Survival depends on many different factors. It depends on your individual condition, type of neuroendocrine tumour (NET), treatment and level of fitness. So no one can tell you exactly how long you will live.
These are general statistics based on large groups of people. Remember, they can’t tell you what will happen in your individual case.
Your doctor can give you more information about your own outlook (prognosis).
About these statistics
The terms 1 year survival and 5 year survival don't mean that you will only live for 1 or 5 years.
The Office for National Statistics (ONS) and researchers collect information. They watch what happens to people with cancer in the years after their diagnosis. 5 years is a common time point to measure survival. But some people live much longer than this.
5 year survival is the number of people who have not died from their cancer within 5 years after diagnosis.
Where this information comes from
In the UK, no statistics are available for the survival of the different types of stomach NETs. The statistics presented here are international and might not accurately reflect UK statistics. They are gathered from various sources, including the opinions and experience of the experts who check our information.
We have information about the overall survival of people with stomach cancer. Remember to click back to return to the neuroendocrine section.
Survival for all types of stomach NET
1 year survival
The 1 year survival statistics below are for all types of stomach NETs in the UK.
- Around 75 out of 100 people (around 75%) survive for 1 year after their diagnosis
These statistics are from a UK study, which included 749 people diagnosed with stomach NETs between 2013 and 2015.

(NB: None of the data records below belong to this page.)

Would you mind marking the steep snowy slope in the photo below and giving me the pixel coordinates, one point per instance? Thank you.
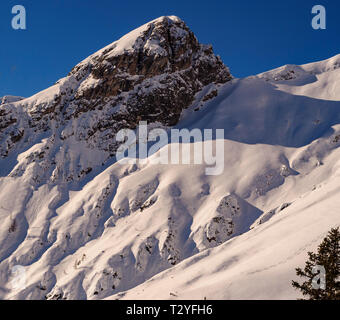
(84, 226)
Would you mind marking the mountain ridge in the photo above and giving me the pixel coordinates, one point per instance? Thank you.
(84, 226)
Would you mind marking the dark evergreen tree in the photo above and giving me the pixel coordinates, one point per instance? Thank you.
(327, 256)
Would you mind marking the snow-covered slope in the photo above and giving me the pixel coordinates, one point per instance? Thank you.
(87, 227)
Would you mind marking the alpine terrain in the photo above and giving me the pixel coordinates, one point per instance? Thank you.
(79, 224)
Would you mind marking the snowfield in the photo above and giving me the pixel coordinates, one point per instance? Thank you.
(84, 227)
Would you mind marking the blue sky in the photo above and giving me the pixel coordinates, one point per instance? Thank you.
(250, 36)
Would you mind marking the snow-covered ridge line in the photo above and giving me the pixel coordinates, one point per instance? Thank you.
(83, 226)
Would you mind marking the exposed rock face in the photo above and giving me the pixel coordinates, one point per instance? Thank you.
(151, 74)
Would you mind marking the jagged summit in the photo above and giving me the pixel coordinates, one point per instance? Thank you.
(153, 73)
(132, 40)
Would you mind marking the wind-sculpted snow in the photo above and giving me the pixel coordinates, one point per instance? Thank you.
(84, 226)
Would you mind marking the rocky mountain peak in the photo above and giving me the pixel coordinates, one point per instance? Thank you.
(153, 73)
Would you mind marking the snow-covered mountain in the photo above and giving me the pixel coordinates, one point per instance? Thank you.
(84, 226)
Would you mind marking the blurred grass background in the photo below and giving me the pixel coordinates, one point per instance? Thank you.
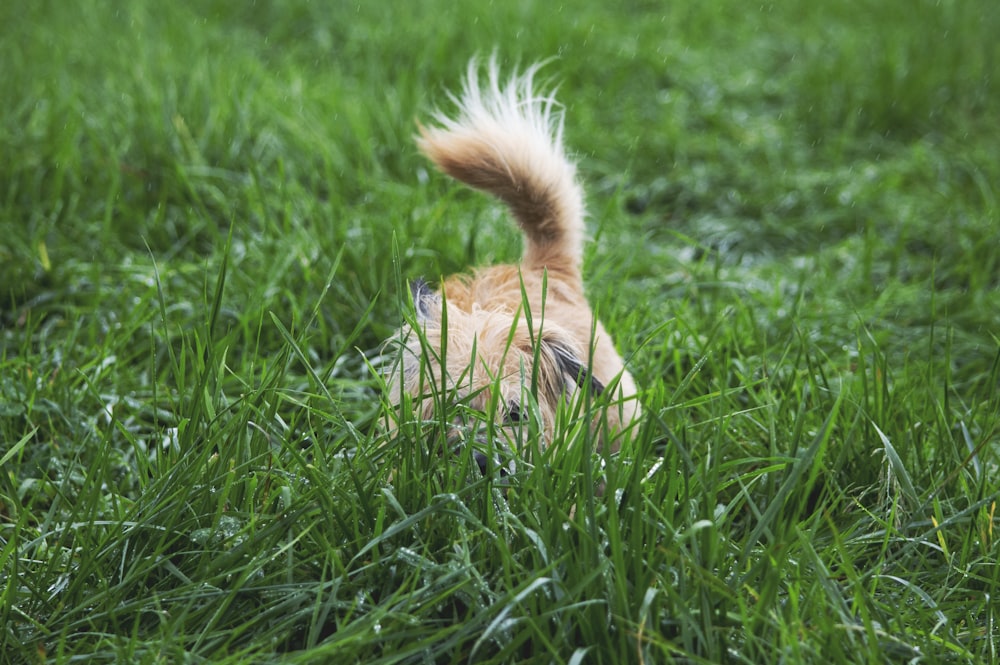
(207, 211)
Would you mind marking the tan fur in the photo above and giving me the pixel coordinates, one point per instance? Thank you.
(506, 140)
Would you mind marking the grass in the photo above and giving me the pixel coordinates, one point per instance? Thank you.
(209, 214)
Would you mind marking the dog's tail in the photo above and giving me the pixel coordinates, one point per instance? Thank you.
(506, 139)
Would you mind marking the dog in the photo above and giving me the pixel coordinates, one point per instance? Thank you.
(513, 341)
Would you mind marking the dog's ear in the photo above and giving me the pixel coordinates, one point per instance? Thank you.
(425, 301)
(577, 374)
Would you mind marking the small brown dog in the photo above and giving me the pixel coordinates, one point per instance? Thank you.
(513, 341)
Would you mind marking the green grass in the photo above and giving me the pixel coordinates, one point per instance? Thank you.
(209, 214)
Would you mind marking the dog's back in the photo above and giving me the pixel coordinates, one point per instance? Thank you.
(506, 139)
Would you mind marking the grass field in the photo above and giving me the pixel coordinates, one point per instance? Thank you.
(209, 212)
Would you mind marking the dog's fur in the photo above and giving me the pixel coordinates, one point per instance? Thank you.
(507, 140)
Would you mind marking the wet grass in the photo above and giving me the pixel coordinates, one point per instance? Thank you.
(209, 215)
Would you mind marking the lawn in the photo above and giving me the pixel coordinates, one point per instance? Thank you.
(209, 214)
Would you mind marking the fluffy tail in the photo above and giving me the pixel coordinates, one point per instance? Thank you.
(506, 139)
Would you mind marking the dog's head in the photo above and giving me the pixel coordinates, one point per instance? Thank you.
(490, 362)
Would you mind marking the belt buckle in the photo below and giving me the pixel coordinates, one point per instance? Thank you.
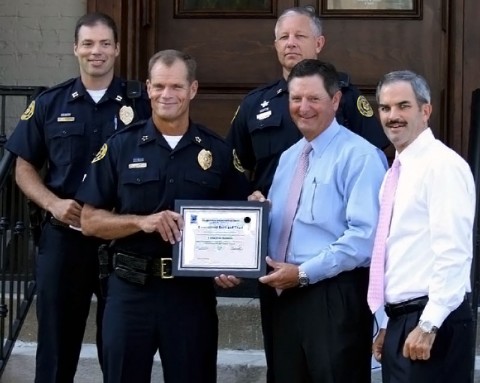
(165, 268)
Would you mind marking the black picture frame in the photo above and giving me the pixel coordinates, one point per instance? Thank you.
(221, 237)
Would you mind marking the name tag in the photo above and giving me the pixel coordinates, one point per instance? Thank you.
(264, 115)
(137, 165)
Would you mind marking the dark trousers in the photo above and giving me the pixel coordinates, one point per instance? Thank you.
(323, 333)
(67, 277)
(450, 360)
(176, 317)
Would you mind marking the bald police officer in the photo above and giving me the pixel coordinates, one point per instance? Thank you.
(129, 196)
(64, 129)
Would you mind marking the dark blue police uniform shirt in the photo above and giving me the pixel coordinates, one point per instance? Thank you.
(65, 128)
(137, 172)
(263, 128)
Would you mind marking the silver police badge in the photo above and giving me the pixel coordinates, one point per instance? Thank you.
(126, 114)
(205, 159)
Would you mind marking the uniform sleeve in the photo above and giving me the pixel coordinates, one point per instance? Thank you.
(358, 116)
(99, 184)
(28, 140)
(235, 185)
(142, 106)
(239, 137)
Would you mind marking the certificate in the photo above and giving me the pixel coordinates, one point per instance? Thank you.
(221, 237)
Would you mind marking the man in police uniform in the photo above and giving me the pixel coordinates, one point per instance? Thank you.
(262, 127)
(129, 195)
(64, 129)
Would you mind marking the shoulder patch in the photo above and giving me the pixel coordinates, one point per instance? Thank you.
(101, 153)
(28, 112)
(237, 163)
(364, 107)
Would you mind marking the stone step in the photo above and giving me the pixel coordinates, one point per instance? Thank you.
(234, 366)
(240, 358)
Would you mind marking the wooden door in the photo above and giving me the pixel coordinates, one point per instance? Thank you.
(233, 46)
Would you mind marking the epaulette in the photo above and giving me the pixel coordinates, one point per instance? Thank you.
(263, 87)
(343, 80)
(209, 132)
(58, 86)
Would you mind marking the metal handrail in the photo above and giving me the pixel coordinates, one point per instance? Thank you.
(17, 248)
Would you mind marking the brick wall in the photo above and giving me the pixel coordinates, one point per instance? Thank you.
(36, 45)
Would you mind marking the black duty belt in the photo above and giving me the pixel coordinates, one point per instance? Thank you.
(56, 222)
(138, 270)
(394, 310)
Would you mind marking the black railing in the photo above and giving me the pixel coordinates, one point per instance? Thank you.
(474, 161)
(17, 249)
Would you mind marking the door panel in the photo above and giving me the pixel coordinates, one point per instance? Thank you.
(235, 54)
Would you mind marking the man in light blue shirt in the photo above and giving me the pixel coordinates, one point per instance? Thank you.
(322, 325)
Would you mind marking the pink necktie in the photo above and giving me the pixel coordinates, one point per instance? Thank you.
(375, 294)
(292, 202)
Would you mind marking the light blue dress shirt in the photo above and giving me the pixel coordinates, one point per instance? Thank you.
(334, 228)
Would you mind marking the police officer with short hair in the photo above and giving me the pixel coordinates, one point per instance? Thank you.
(262, 128)
(63, 129)
(129, 194)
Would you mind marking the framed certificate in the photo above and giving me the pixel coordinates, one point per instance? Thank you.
(221, 237)
(409, 9)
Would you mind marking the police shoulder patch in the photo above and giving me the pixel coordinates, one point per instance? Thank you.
(364, 107)
(235, 114)
(101, 153)
(28, 112)
(237, 163)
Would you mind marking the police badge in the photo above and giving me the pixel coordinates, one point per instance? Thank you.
(205, 159)
(364, 107)
(28, 112)
(126, 114)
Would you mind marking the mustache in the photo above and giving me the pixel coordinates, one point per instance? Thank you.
(396, 122)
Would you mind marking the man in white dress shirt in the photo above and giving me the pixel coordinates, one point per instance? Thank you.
(429, 248)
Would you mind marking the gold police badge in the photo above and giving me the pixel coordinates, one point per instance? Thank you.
(237, 163)
(205, 159)
(364, 107)
(28, 112)
(101, 153)
(126, 114)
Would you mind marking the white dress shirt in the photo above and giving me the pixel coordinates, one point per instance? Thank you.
(429, 248)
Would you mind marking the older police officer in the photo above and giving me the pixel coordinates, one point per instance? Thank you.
(129, 196)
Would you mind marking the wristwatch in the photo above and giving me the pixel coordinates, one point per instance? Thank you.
(427, 327)
(303, 279)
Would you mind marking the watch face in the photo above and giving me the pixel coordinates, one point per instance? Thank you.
(427, 327)
(303, 279)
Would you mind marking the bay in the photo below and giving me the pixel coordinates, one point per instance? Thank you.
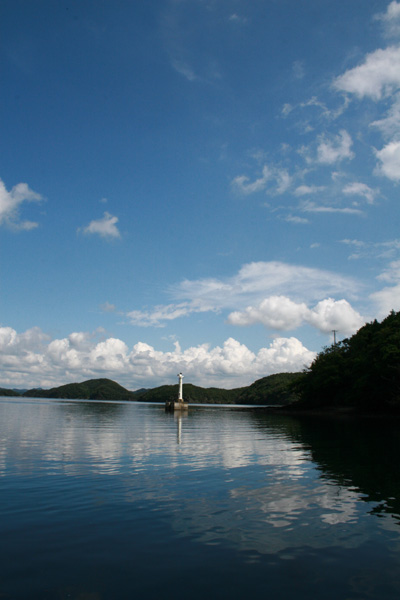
(104, 500)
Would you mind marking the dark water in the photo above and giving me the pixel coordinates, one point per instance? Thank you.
(118, 500)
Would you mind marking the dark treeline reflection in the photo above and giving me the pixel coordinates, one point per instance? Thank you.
(363, 454)
(101, 411)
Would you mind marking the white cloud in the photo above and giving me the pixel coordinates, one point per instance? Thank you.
(335, 149)
(296, 220)
(257, 280)
(10, 205)
(261, 285)
(391, 19)
(389, 158)
(392, 273)
(281, 313)
(377, 77)
(105, 227)
(390, 125)
(332, 314)
(108, 307)
(360, 189)
(304, 190)
(387, 299)
(45, 363)
(162, 313)
(275, 312)
(309, 206)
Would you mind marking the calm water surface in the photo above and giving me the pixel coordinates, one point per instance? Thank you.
(121, 500)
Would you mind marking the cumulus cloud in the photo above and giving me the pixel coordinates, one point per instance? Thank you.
(105, 227)
(334, 149)
(391, 19)
(360, 189)
(250, 287)
(305, 190)
(296, 220)
(390, 124)
(387, 299)
(312, 207)
(33, 359)
(389, 158)
(281, 313)
(377, 77)
(10, 206)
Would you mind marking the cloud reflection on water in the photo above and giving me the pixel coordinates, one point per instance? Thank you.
(220, 477)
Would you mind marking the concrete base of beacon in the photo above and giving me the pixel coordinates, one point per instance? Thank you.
(174, 405)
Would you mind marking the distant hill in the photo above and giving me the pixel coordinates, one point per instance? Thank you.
(93, 389)
(191, 393)
(273, 390)
(5, 392)
(361, 373)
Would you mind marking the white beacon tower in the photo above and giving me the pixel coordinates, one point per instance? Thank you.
(180, 396)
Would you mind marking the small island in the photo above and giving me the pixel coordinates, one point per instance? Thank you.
(360, 374)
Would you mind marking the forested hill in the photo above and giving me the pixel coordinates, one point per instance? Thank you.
(93, 389)
(273, 390)
(360, 373)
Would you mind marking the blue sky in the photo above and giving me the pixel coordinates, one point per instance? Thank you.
(197, 185)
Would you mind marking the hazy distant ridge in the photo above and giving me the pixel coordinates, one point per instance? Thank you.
(274, 389)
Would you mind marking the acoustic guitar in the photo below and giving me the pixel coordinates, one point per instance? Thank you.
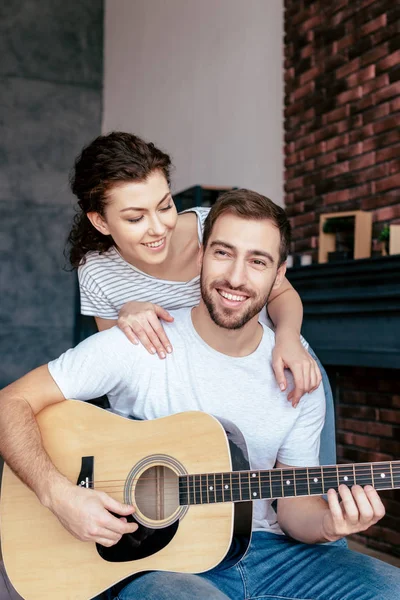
(189, 478)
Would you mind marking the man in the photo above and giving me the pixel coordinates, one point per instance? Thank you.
(222, 365)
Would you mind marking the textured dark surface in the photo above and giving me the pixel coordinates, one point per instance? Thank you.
(51, 94)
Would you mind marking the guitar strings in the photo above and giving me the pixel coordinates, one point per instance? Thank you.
(277, 475)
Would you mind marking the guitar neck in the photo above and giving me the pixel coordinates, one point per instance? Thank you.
(237, 486)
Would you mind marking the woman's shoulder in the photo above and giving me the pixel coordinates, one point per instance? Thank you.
(97, 261)
(193, 218)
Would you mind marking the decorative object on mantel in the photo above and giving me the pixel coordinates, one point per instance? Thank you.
(394, 239)
(348, 236)
(384, 237)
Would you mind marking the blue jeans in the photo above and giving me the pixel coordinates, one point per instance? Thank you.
(277, 568)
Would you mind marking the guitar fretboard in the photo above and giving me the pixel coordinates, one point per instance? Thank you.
(238, 486)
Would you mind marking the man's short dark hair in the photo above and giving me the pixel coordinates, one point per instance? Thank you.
(252, 206)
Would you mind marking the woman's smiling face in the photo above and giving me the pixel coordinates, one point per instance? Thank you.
(141, 218)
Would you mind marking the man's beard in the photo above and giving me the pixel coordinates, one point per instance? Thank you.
(223, 317)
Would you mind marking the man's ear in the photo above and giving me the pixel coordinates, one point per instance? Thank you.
(98, 222)
(280, 275)
(200, 255)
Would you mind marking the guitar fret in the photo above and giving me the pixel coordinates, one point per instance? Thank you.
(315, 481)
(331, 478)
(383, 478)
(227, 487)
(218, 487)
(240, 486)
(236, 491)
(203, 485)
(288, 489)
(254, 485)
(346, 475)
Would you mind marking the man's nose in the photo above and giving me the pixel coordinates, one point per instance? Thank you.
(237, 274)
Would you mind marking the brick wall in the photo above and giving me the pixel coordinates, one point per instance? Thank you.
(342, 108)
(368, 430)
(342, 152)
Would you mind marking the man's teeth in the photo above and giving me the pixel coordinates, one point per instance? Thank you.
(232, 297)
(155, 244)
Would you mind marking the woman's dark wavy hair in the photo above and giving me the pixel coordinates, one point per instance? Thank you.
(108, 161)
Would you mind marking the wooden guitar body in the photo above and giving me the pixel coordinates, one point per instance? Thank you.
(135, 462)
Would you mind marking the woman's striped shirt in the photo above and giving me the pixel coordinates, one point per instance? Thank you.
(107, 282)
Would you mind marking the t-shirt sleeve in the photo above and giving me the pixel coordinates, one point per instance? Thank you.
(99, 365)
(300, 448)
(93, 300)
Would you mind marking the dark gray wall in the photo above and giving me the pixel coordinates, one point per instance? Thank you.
(51, 72)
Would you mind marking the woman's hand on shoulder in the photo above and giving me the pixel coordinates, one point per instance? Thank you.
(140, 322)
(289, 353)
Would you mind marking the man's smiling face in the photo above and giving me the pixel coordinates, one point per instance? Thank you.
(239, 269)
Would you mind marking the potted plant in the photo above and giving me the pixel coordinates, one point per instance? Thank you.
(343, 228)
(384, 238)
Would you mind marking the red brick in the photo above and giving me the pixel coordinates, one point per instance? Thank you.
(361, 134)
(361, 76)
(385, 139)
(395, 104)
(365, 160)
(336, 142)
(376, 84)
(303, 219)
(335, 170)
(350, 95)
(304, 90)
(344, 42)
(294, 184)
(391, 122)
(336, 197)
(388, 183)
(387, 63)
(382, 110)
(359, 191)
(348, 68)
(313, 151)
(375, 172)
(325, 159)
(387, 214)
(388, 92)
(373, 25)
(374, 55)
(336, 115)
(310, 74)
(380, 429)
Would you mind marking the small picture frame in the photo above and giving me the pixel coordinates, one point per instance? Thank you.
(355, 228)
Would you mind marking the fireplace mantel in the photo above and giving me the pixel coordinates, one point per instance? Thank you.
(352, 310)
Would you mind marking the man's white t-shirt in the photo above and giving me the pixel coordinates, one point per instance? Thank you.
(196, 377)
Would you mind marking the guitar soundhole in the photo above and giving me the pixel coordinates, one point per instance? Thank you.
(157, 493)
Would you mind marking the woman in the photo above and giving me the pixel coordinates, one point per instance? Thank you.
(137, 258)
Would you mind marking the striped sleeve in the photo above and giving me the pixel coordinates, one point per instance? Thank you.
(93, 300)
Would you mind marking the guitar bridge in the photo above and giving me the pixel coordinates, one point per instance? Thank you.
(86, 474)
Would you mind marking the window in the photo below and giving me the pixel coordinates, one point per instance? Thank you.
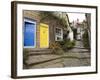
(29, 33)
(58, 34)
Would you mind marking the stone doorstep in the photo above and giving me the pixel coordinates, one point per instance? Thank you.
(50, 64)
(41, 58)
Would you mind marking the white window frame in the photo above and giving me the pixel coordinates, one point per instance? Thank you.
(60, 36)
(30, 21)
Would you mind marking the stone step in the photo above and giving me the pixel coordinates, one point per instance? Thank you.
(41, 58)
(39, 51)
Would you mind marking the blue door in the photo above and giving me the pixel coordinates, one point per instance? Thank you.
(29, 34)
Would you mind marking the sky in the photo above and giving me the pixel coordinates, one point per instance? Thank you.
(75, 16)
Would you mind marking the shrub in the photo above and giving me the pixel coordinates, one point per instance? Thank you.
(67, 44)
(56, 47)
(86, 39)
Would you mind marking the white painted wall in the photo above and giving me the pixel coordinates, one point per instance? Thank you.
(5, 41)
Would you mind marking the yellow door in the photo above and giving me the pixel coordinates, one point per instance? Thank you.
(44, 35)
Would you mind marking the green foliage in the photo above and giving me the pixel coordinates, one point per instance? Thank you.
(25, 57)
(56, 47)
(86, 39)
(67, 44)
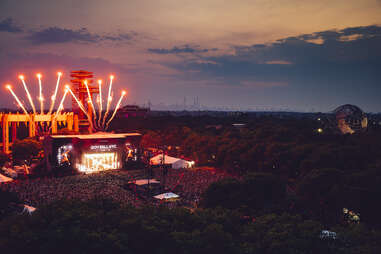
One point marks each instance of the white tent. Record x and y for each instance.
(4, 179)
(166, 196)
(176, 163)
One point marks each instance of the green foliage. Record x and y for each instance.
(25, 149)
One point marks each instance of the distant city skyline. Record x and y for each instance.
(299, 55)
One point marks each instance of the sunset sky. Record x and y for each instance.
(298, 55)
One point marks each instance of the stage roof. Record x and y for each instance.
(98, 135)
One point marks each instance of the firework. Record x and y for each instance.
(109, 98)
(41, 99)
(21, 77)
(54, 96)
(9, 87)
(100, 102)
(60, 107)
(116, 108)
(91, 101)
(81, 107)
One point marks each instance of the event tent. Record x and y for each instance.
(176, 163)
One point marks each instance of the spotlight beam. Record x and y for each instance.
(116, 109)
(21, 77)
(40, 98)
(91, 102)
(100, 102)
(55, 93)
(108, 100)
(82, 108)
(60, 107)
(17, 99)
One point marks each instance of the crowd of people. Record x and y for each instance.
(188, 183)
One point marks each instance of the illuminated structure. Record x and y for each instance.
(87, 153)
(350, 119)
(92, 152)
(81, 92)
(10, 123)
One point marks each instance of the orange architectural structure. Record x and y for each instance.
(79, 89)
(10, 121)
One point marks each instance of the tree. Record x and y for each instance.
(25, 149)
(3, 158)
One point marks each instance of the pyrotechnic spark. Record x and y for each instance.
(21, 77)
(9, 87)
(100, 102)
(81, 107)
(91, 101)
(109, 98)
(55, 92)
(116, 108)
(41, 99)
(60, 107)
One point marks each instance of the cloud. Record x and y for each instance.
(63, 35)
(351, 55)
(179, 50)
(7, 25)
(121, 36)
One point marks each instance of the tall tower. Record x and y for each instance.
(79, 89)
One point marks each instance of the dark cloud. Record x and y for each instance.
(121, 36)
(348, 55)
(179, 50)
(63, 35)
(7, 25)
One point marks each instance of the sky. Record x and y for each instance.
(294, 55)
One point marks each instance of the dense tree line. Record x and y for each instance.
(101, 226)
(323, 172)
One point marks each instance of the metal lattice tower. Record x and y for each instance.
(79, 89)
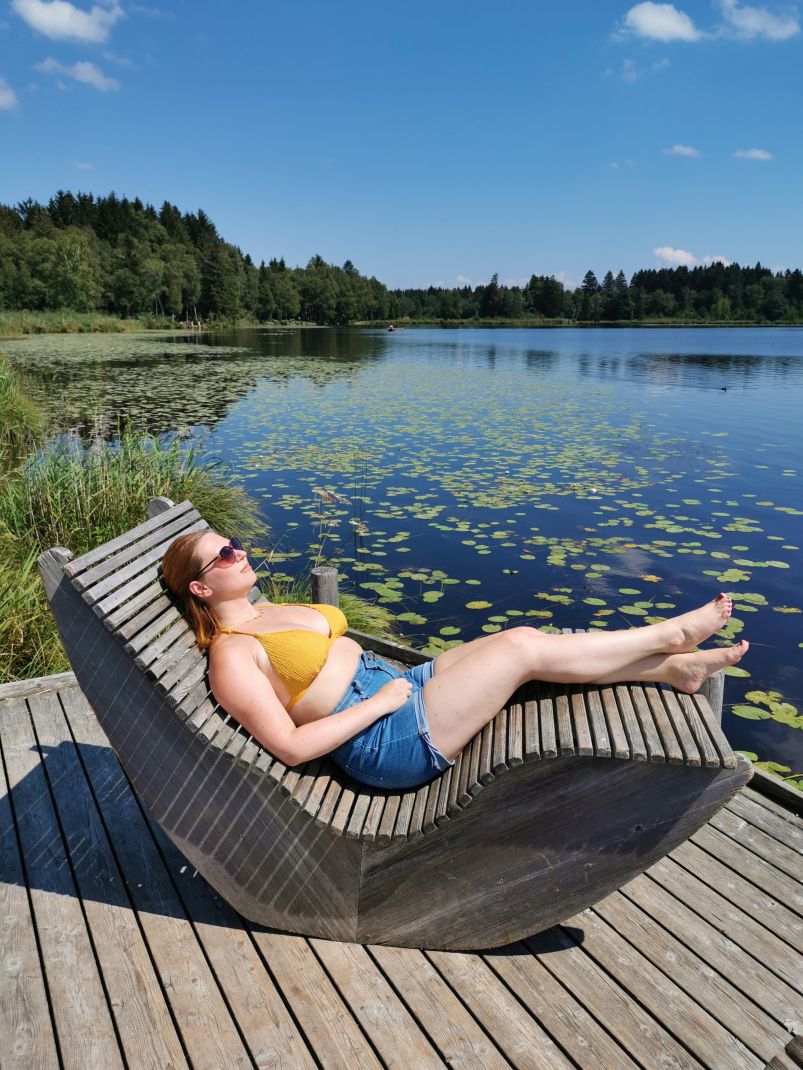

Impact of neuroendocrine morphology on cancer outcomes and stage at diagnosis: a UK nationwide cohort study 2013–2015
T Genus and others
British Journal of Cancer (2019) Volume 121, pages 966–972
5 year survival
There are no UK-wide 5 year survival statistics available for all types of stomach NETs. The 5 year survival statistics below are from a European study. Please be aware that due to differences in health care systems, data collection and the population, these figures may not be a true picture of survival in the UK.
- Almost 60 out of 100 people (almost 60%) survive for 5 years after their diagnosis
These statistics are from a European study which included 1400 people diagnosed with stomach NETs across Europe, between 1995 and 2002.
The 5 year survival statistics are for people diagnosed between 2000 and 2002. The paper does not state how many patients this would be. But it should be large enough to create a reliable idea of survival in Europe.
Rare neuroendocrine tumours: Results of the surveillance of rare cancers in Europe project
J Maartaen Van de Zwan and others
European Journal of Cancer Volume 49, Issue 11 July 2013, Pages 2565-2578
These 5 year survival statistics are for relative survival. Relative survival takes into account that some people will die of causes other than cancer. This gives a more accurate picture of cancer survival.
Types of stomach NET
There are 3 types of stomach NETs:
- type 1 (this is the most common type)
- type 2
- type 3
Survival for type 1 stomach NETs
Almost 100 out of 100 people (almost 100%) with a type 1 stomach neuroendocrine tumour survive for 5 years or more.
Survival for type 2 stomach NETs
Between 60 and 75 out of 100 people (between 60 and 75%) with a type 2 stomach neuroendocrine tumour survive for 5 years or more.
Survival for type 3 stomach NETs
75 out of 100 people (75%) who have a type 3 stomach NET, and have had extensive surgery to remove the tumour, survive for 5 years or more.
Stomach NETs that have spread to a distant part of the body can be more difficult to treat.
These survival statistics come from various review papers about stomach NETs, including:
Gastric Neuroendcrine Tumours
DA Crosby and others
Digestive Surgery, 2012 Volume 29 , Issue 4, Pages 331-48
What affects survival?
Survival depends on many factors. It depends on the stage and grade of the NET when it was diagnosed. The stage describes the size of the tumour and whether it has spread. The grade means how abnormal the cells look under a microscope.
Another factor is how well you are overall.